Art matters in more way than one. Unfortunately in many public schools, when funding has been cut, the arts is first to go. I am here to say that I think it should be completely opposite. As a teacher, art was one of my favorite subjects to teach. More importantly, it was one of my favorite subjects for my students to learn. As a parent, art has been one of the most motivating and engaging topics my children have learned. I could see the difference in my child's enthusiasm and overall thinking of the world when they had an actual "art teacher" and art class the last two years at our international school. The teacher worked hard at integrating the arts with subjects the classroom teachers was working on, but the vocabulary and perspective my children learned with using different mediums and being exposed to different art forms was vast and diverse and helped them grow as diverse global citizens... a goal we should all want for our children. Obviously, an art teacher in most public schools is seen as an "extra" and not as a necessity.
What we need in education, however is more art! The research tells us again and again that art enhances test scores increasing academic achievement, improves better attitudes (behavior), teaches fine motor skills, and increases critical thinking skills and creativity.
Even when there is not art teacher, a teacher can do a lot to integrate the arts into the classroom.
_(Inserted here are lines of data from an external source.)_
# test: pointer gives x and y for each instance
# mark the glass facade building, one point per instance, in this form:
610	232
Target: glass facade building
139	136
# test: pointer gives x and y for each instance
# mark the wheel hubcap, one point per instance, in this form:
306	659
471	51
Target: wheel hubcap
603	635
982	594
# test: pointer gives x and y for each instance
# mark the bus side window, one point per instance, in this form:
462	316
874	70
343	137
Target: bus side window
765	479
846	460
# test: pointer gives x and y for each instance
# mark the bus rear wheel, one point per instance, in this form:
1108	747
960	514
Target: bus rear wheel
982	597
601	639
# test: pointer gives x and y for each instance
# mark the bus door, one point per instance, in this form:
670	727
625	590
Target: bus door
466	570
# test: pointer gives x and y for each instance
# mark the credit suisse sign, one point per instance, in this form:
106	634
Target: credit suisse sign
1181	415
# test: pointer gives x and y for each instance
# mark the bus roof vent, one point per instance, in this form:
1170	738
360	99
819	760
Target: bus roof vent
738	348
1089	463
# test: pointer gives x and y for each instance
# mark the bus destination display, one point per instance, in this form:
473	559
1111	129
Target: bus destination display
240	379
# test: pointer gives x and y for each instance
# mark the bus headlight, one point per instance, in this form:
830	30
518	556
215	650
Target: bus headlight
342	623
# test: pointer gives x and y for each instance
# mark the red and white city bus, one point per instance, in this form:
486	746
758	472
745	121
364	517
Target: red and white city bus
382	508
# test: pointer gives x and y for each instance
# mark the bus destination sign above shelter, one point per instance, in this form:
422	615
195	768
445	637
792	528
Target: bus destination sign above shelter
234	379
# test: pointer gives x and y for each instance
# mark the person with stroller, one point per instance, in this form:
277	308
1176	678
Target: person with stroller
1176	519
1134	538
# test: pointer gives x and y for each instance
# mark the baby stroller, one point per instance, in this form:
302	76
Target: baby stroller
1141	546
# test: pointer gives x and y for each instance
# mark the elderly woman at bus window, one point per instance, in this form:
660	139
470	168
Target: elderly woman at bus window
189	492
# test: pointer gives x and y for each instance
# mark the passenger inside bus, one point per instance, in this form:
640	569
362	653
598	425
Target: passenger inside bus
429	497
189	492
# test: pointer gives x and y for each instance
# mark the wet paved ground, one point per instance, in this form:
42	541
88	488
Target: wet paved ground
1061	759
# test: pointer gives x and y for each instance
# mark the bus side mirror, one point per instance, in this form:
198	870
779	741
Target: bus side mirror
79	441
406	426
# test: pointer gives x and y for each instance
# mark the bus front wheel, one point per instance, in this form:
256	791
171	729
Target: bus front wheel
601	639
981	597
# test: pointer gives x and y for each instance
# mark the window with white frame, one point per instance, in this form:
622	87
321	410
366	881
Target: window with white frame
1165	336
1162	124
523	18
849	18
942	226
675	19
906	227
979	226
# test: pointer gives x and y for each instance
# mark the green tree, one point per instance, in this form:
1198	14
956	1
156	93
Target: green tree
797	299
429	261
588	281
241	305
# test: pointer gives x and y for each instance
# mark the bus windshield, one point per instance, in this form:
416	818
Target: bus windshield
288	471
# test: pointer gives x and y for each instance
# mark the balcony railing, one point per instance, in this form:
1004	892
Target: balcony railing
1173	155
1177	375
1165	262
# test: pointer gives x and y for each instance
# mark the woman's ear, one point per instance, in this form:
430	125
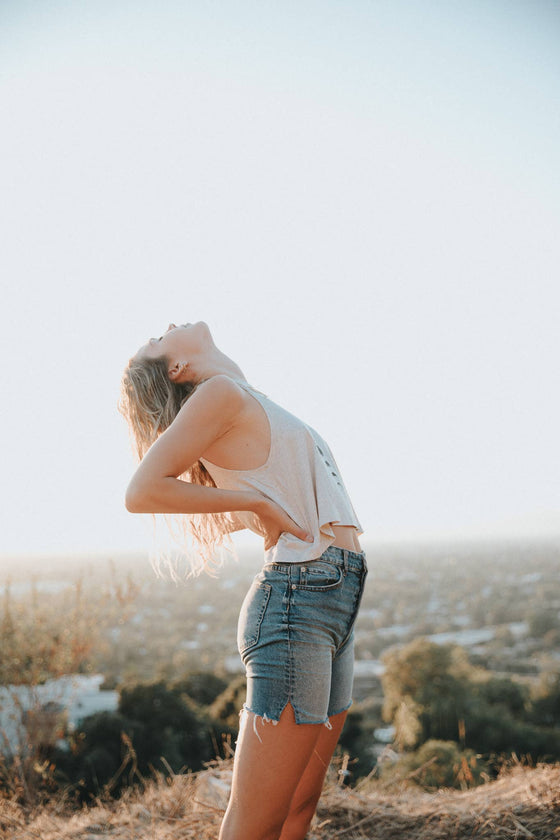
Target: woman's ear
179	372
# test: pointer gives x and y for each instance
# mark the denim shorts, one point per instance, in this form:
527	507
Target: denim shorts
296	639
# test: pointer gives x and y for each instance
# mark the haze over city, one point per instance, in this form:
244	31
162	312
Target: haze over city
360	199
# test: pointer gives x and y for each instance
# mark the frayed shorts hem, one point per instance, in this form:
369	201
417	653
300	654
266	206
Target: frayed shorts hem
275	721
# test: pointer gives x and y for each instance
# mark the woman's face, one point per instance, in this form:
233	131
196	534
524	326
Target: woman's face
179	343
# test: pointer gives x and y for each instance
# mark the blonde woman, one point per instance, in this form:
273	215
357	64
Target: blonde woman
225	457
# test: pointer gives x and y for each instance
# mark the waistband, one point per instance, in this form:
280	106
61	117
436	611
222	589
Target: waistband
348	560
344	557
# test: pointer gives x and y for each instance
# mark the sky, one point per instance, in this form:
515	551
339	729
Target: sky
360	198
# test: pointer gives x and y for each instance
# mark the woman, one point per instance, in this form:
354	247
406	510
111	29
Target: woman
248	463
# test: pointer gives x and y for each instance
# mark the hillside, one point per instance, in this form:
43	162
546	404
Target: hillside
522	803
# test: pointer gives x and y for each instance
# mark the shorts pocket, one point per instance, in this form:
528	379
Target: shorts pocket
251	615
319	576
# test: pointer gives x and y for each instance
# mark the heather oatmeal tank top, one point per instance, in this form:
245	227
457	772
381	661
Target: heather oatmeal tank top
301	475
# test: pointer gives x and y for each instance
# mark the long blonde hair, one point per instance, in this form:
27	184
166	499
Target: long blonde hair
150	401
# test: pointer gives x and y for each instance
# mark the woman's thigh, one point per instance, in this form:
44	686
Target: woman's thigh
270	759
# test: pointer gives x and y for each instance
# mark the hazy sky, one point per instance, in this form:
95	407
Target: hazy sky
362	200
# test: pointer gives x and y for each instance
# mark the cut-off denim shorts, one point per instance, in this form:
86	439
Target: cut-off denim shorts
296	636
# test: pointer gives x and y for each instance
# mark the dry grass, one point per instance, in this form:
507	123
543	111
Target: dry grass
524	804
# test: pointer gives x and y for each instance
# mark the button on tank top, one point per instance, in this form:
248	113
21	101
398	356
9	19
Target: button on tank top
301	475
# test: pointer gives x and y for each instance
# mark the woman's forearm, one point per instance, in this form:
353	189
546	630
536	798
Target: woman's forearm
172	495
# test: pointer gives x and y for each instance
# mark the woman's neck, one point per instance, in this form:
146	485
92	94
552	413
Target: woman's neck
218	363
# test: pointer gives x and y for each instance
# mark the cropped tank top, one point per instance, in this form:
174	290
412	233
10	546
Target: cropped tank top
301	475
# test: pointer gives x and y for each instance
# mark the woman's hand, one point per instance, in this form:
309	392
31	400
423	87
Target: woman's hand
275	521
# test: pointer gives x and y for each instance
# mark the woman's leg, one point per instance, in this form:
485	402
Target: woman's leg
308	791
270	760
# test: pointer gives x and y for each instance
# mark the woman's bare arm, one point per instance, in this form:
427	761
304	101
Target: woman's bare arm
208	415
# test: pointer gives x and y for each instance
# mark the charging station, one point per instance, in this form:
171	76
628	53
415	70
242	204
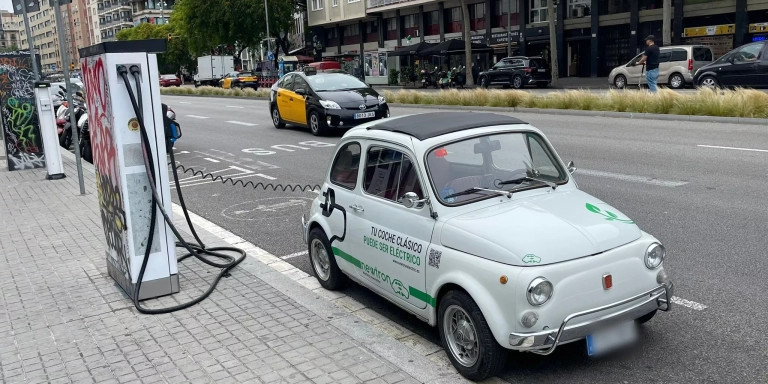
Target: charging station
120	159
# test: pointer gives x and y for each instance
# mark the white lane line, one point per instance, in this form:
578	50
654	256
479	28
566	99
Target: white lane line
632	178
242	123
690	304
734	148
292	255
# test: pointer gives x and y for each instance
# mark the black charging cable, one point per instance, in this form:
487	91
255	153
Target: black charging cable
197	250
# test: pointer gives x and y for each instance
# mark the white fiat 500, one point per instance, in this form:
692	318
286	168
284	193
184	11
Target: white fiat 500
473	223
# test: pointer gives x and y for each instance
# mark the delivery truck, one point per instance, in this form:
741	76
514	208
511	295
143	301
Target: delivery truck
211	69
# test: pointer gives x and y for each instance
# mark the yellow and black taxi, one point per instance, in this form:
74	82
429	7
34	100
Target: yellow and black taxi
324	101
240	80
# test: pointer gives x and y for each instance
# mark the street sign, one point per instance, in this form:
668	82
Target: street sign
32	6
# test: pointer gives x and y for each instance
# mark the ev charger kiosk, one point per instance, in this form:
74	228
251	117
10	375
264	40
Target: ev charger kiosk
125	198
47	116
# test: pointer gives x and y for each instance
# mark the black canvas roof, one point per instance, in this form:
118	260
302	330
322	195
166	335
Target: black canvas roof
427	125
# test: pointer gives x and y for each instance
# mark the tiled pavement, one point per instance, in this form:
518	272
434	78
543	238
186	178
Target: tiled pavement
63	319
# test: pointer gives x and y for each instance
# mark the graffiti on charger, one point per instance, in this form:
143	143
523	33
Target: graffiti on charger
21	129
105	162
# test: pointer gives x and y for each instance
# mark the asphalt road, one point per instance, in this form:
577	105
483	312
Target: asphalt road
700	188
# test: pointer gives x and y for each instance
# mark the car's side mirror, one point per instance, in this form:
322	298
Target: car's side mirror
571	167
411	199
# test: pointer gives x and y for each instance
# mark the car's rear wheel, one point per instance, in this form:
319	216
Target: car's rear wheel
676	81
620	82
709	82
316	124
324	262
276	119
517	82
466	337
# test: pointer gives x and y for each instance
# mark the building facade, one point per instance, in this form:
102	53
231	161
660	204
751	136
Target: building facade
593	36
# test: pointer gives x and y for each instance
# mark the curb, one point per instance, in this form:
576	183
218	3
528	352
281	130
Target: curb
576	112
345	313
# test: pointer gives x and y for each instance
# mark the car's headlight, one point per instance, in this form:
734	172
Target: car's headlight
328	104
654	255
539	291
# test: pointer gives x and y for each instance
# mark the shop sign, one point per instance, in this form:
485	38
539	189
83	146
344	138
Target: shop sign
712	30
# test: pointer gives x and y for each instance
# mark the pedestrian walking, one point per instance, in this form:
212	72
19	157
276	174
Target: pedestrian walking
651	60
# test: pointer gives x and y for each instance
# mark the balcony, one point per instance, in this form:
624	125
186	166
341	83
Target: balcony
384	3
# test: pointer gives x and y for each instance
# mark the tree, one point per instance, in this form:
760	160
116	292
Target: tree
553	47
467	37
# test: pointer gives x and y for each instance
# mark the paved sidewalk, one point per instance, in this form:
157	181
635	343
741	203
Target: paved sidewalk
63	319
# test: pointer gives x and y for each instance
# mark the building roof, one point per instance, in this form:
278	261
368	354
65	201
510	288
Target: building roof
428	125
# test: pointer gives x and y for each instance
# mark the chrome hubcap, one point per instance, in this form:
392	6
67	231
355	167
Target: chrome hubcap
320	260
461	336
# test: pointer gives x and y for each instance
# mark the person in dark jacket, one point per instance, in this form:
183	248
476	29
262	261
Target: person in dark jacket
651	60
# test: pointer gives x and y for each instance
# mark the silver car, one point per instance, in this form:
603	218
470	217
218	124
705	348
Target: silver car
677	65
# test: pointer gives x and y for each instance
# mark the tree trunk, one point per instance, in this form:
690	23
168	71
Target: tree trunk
666	30
553	48
467	39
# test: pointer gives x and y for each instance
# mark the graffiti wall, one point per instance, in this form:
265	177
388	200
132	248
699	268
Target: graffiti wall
105	162
21	128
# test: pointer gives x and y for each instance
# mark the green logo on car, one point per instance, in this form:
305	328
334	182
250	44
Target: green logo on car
610	216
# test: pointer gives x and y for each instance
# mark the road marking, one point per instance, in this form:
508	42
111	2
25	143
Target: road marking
690	304
292	255
734	148
242	123
632	178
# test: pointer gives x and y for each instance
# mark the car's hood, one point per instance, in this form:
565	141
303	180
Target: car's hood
543	229
351	98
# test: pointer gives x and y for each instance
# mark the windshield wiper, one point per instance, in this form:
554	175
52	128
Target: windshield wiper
470	191
528	178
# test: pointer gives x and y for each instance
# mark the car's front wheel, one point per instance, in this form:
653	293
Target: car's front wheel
466	337
323	262
316	124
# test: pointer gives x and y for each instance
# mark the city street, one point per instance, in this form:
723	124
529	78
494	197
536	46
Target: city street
698	187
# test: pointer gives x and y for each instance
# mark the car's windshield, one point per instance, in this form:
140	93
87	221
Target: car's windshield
507	161
334	82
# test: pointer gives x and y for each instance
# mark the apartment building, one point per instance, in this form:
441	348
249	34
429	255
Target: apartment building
593	36
10	25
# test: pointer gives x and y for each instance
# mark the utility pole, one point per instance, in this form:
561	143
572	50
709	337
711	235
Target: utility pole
666	30
68	85
553	51
30	41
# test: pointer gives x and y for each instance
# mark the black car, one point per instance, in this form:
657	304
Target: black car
746	66
517	72
325	100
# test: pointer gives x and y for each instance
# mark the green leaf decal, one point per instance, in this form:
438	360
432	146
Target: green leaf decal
593	208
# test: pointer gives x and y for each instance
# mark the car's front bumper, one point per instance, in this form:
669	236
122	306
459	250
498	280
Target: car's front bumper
545	342
345	118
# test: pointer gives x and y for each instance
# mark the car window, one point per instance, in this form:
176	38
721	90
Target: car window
702	54
748	53
346	165
390	174
335	82
678	55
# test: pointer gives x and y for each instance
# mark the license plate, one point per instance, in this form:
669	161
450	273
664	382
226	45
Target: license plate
612	338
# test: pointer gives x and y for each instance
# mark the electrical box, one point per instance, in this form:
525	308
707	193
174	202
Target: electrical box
125	198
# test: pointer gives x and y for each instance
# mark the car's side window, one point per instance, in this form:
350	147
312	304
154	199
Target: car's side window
390	174
346	165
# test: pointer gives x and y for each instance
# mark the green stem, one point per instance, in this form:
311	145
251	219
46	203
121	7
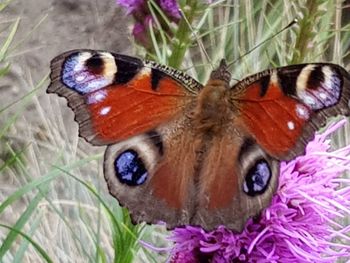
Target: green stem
182	39
305	35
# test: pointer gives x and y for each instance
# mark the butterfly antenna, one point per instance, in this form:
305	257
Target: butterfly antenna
263	42
199	41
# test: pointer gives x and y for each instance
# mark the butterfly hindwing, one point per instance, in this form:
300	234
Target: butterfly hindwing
116	96
152	174
283	107
177	175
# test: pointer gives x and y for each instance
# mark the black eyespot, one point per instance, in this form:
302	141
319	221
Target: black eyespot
130	169
95	64
257	178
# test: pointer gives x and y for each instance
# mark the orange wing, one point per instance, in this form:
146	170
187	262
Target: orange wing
282	108
115	96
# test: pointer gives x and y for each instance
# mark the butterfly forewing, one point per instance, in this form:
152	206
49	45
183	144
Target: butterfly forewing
115	97
282	108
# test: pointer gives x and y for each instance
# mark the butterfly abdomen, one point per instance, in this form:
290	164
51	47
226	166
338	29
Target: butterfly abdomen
213	110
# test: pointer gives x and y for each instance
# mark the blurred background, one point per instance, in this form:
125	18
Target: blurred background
52	191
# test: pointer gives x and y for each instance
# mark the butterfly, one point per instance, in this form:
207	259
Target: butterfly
186	153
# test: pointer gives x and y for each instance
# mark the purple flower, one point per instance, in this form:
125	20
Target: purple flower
301	223
130	5
171	8
142	15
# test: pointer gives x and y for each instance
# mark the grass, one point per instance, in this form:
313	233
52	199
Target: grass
54	205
It is an additional responsibility and I believe in order to do well, the teacher should probably have a passion for art.
As a classroom teacher myself and an art lover, I looked forward to our Friday afternoons we saved for our research and discovery into our artist of the month. We studied famous artists, local artists, and learned much more than just the life or art type (impressionism, cubism, abstract, etc.) but about the world. We integrated literacy standards and technology standards as we researched about Michelangelo and then laid on our backs to draw our own Sistine Chapels. We used a website to research Leonardo DaVinci that entered our names one way, and came out how Leonardo would have written them- backwards. We created Starry Nights, power points of our favorite artists, visited art museums, and our own Pablo Picasso abstract "silly faces" to integrate with our president reports. The memories I look back upon fondly. It is also what my students who are now in their 20's told me was one of their favorite things we did together and opened their mind to the world.
In fact, one of my first graders loved our art learning so much she worked to save her allowance all year so she could go see the "Sistine Chapel" in person. She did chores around the house all year and by the end of the year had earned enough for airfare to Rome. Her mother took her in the summer and the experience and knowledge she gained was incredible!
Now we can't all take our children to Rome, but as parents we can make sure we are taking our children to art galleries, museums, exposing them to different landmarks with sculptures, and provide them with spaces and art supplies to create their own masterpieces at home.
Screen Free Week is the perfect time to break out the colored pencils, crayons, markers, oil pastels and paints (if you have them) and create some art together! Upcycling is also a part of art that has seen an increase in engagement with students these past years... so let your children create sculptures out of recycling, cut wood into models, make garden art, paint canvasses, and enjoy the world of art.